Structural features of SARS-CoV-2 spikes (A–D) Scatterplots showing (A) the retention volumes of studied spikes obtained from analytical size-exclusion chromatography. Data show the avg. ± SEM of independent protein batch preparations (n = number of data points for each series); (B) the center of spectral mass of studied spikes obtained from the emission fluorescence spectrum upon excitation at 280 nm. Data show the avg. ± SEM of at least three independent protein batches; (C) the hydrodynamic diameter of studied spikes determined by dynamic light scattering. Data are the avg. ± SD of several technical replicates from the same protein batch; (D) Area under the Bis-ANS curve of studied spikes obtained from the emission fluorescence spectrum upon excitation at 360 nm. Data show the avg. ± SEM of independent protein batches (n = 3). The gray bar shows bis-ANS fluorescence noise in the presence of buffer. See also Figures S5, S6, and S7.

Figure 4

Structural stability of the ancestral spike (A) Dot plots showing the perturbation coefficient as a function of guanidine increments for the ancestral spike in the presence of tris-based buffer (tagged protein, see STAR methods for details). Abbreviations on panel A stand for FT, folded trimer; HL, hinge-like; FM, folded monomer; UM, unfolded monomer. Data are represented as avg. ± SEM of (n = 3, independent protein batches). Check Figure S8Bb. (B) Line plots showing SEC runs for the ancestral spike in the presence of the tris-based buffering (thick red line) and in the presence of 0.3 M (dashed red line) and 1 M of guanidine (thin red line).

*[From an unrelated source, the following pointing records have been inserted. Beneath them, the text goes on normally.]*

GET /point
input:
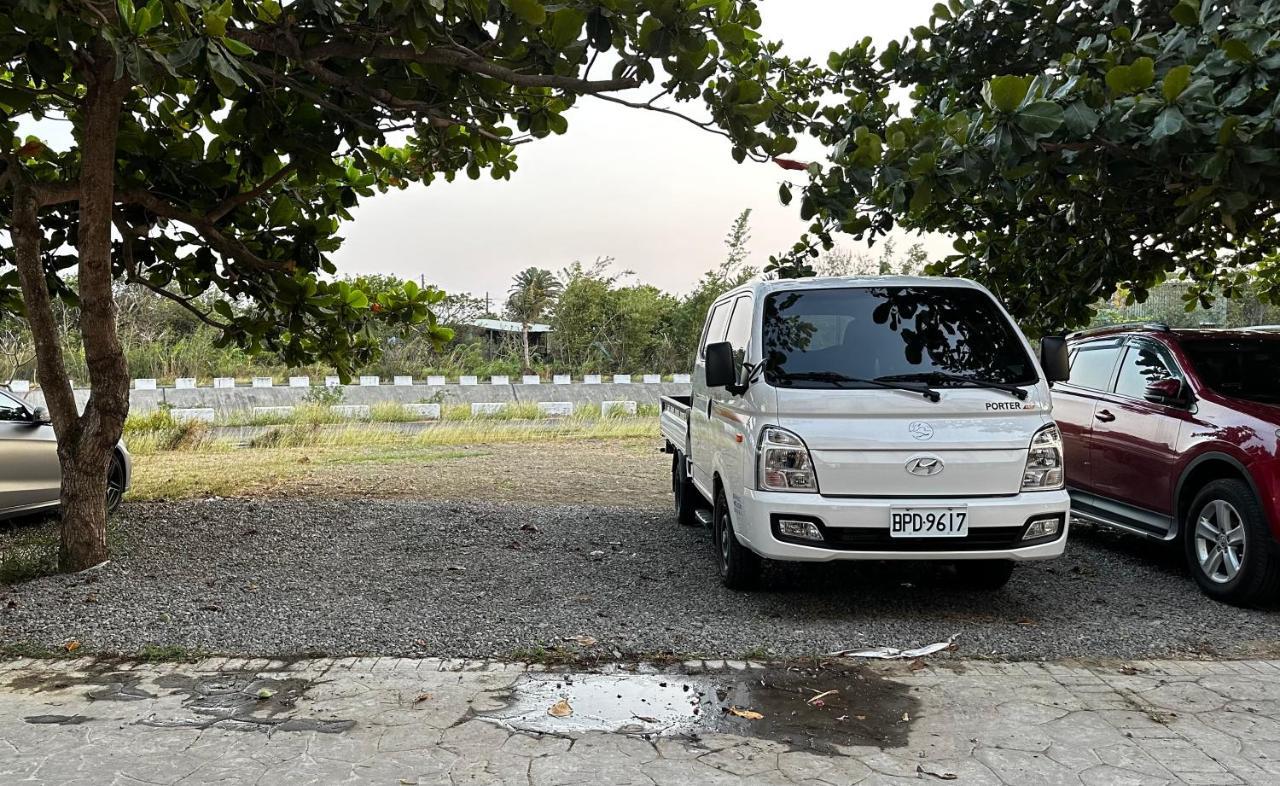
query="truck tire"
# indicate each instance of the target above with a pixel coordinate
(1229, 545)
(684, 492)
(739, 566)
(984, 574)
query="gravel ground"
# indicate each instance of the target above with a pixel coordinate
(263, 577)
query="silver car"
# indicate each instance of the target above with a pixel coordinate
(30, 474)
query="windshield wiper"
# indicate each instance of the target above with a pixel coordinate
(969, 380)
(840, 380)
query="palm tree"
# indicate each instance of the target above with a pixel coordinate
(531, 297)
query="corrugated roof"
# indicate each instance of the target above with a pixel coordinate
(508, 327)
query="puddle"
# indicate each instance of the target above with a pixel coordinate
(242, 702)
(234, 700)
(864, 709)
(58, 720)
(109, 686)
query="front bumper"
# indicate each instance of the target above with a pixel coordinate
(858, 528)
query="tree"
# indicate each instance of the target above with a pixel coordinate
(531, 297)
(1070, 147)
(218, 146)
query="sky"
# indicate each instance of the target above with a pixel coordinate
(648, 190)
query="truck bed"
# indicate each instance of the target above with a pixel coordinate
(675, 421)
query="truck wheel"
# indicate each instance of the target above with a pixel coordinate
(1229, 545)
(684, 492)
(984, 574)
(739, 566)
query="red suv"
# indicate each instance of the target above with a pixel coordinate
(1175, 435)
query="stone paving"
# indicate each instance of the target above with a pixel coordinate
(405, 722)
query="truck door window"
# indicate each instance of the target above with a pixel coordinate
(739, 334)
(1093, 365)
(1142, 365)
(714, 327)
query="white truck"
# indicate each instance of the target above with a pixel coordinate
(890, 417)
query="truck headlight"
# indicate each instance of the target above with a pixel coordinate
(1045, 467)
(785, 462)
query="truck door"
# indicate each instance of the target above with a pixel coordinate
(699, 414)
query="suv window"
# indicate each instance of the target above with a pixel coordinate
(12, 410)
(716, 325)
(1142, 365)
(1092, 366)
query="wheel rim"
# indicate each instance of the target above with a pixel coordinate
(1220, 542)
(114, 484)
(722, 539)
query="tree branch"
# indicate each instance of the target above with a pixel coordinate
(282, 42)
(232, 202)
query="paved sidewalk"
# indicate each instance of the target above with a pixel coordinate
(398, 721)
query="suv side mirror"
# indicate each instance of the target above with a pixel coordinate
(1055, 359)
(720, 365)
(1166, 392)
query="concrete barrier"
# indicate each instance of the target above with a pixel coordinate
(612, 409)
(556, 409)
(352, 411)
(273, 411)
(197, 415)
(425, 411)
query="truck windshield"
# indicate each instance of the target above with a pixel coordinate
(944, 336)
(1243, 368)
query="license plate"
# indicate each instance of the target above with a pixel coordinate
(928, 522)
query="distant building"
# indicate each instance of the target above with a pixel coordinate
(499, 332)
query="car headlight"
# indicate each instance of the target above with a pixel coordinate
(1045, 469)
(785, 462)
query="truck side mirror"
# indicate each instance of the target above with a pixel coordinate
(1055, 360)
(720, 365)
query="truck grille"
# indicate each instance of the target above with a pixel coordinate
(877, 539)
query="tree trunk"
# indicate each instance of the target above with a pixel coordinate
(85, 442)
(529, 366)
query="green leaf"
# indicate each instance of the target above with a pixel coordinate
(1080, 118)
(1005, 94)
(1187, 13)
(1175, 82)
(1136, 77)
(1040, 118)
(1169, 122)
(529, 10)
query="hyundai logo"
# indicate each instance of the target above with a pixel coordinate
(919, 429)
(924, 466)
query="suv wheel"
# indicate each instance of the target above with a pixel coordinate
(739, 566)
(1229, 545)
(684, 492)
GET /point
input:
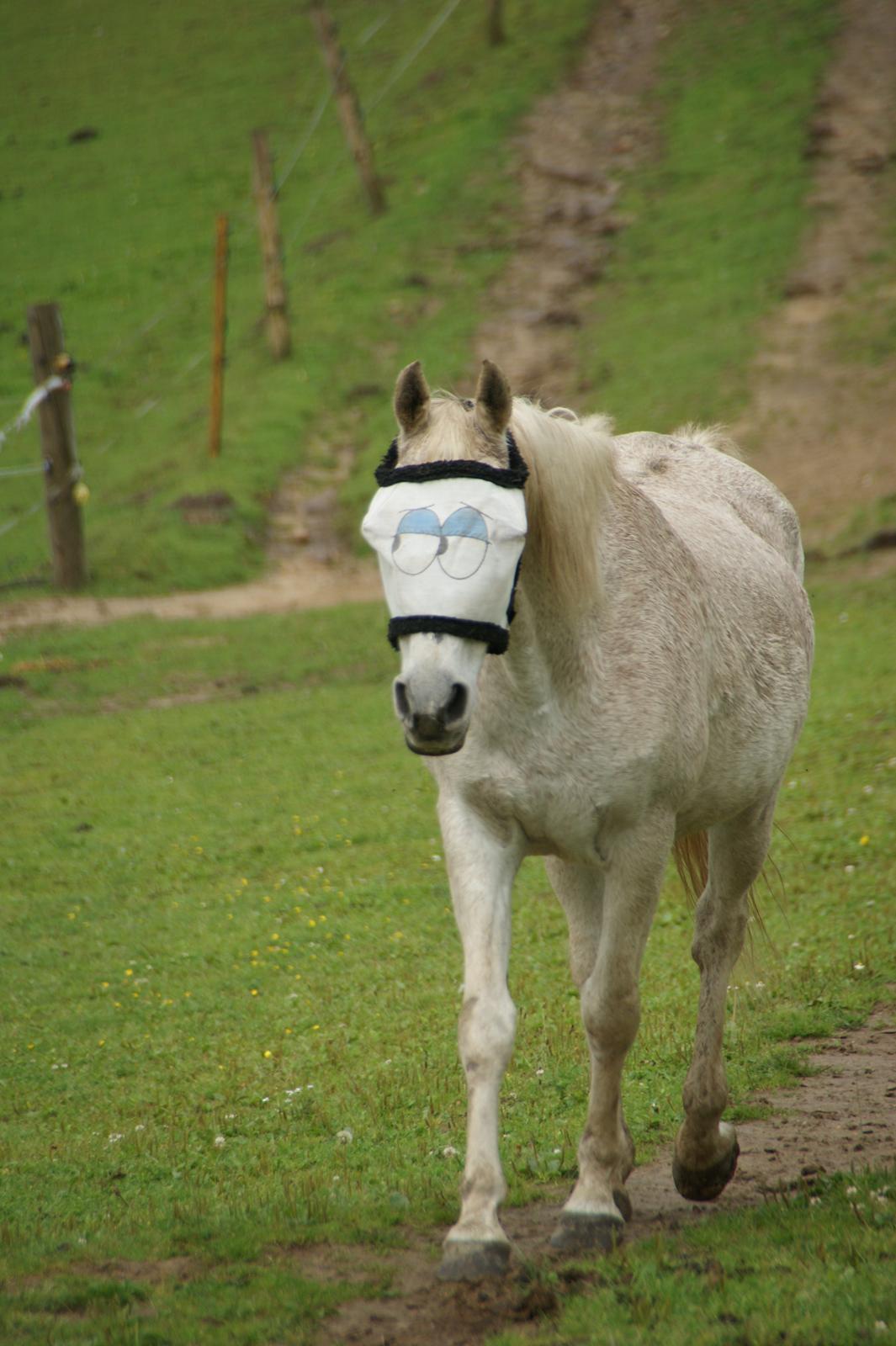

Insert shows the y-scaled chromatogram at 1 M of guanidine to visualize the peaks corresponding to the trimer (T) and the monomer (M). Standard is colored black. (C) DLS number-weighted distribution as a function of hydrodynamic diameter in the absence (ancestral) and presence of 0.3 and 1 M of guanidine. (D) Schematics showing spike top views to illustrate the interpretation of the data. At 0.3 M of guanidine, the data supports RBD hinge-like motions. At this stage of knowledge, we cannot rule out whether all three RBDs are facing up. At 1 M of guanidine, the data indicate trimer-to-monomer dissociation. At concentrations higher than 3.5 M guanidine, monomer unfolding is achieved. See also Figure S8.

Figure 5

Structural stability of spike variants Dot plots showing the perturbation coefficient as a function of guanidine increments for the (A) ancestral, (B) D614G, (C) beta, (D) gamma, and (E) delta variants. Curves were carried out in phosphate buffer and tagless proteins (see STAR methods for details).

Figure 6

Trimer-to-monomer spike dissociation (A–E) Collection of line plots showing the fluorescence signal at 350 nm as a function of retention volume for (A) the ancestral strain in red, (B) gamma in black, (C) D614G in orange, (D) delta in green, and (E) beta in blue at 25°C and after several times at 40°C. T and M stand for trimer and monomer, respectively. The absorbance at 280 nm of the calibration standard is shown at the top of each experiment. (F) Double-Y plots show the integration area corresponding to the trimers (filled dots) and the monomers (empty dots). The color code is the same as for panels (A–E). Crossover points (T_50%) are highlighted by vertical dashed lines for the ancestral strain (red) and gamma variant (black).